Bullets and parcel bombs were sent to the Lurgan man in the latest in a series of personal attacks.
The 41-year-old was previously targeted when he was a player, leaving Northern Ireland in 2002 after a warning from sectarian gangs.
He said the attacks in 2011 were "fraught times" which made him question his future as a manager.
"There were very fraught times - particularly the season before last - when you're thinking 'Is it really worth doing it?'
"I had a lot of police intelligence who kept me informed of what was going on [...] but the one thing that kept me going was the players.
"Coming in and seeing them work every day, trying to improve, that whole environment that I worked in. I brought them here from all over the world and I felt as if I owed them that.
He added: "Thankfully things have turned a corner in all aspects of that. It's just amazing."
Lennon also denied he is "confrontational... bullish and not afraid to speak his mind", describing himself instead as a "strong character".
He explained: "If I feel that there's an injustice or something to say about certain football aspects I will say it, but I'm not confrontational.

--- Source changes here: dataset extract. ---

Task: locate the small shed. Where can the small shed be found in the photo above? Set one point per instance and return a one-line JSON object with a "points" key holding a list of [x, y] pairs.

"If you ever see a newspaper there's always a picture of me pointing the finger at one of my players, shouting at him as if I'm doing it for 94 minutes. But I do have time where I think about things in great depth.
Looking to the future with the hoops, Lennon said while some players will be leaving the club - including Republic of Ireland striker Anthony Stokes - he is also hoping to bring new players in.
Portuguese forward Amido Baldé could be on the move from current club Vitória SC with Lennon expected to lay down a £2.5m bid for the player.
But for now, Lennon is reflecting on last season's victories in the Scottish championship and Scottish Cup.
He added: "The way we finished off the season, it was a perfect day for us all and on reflection there was a great way for the three years to end."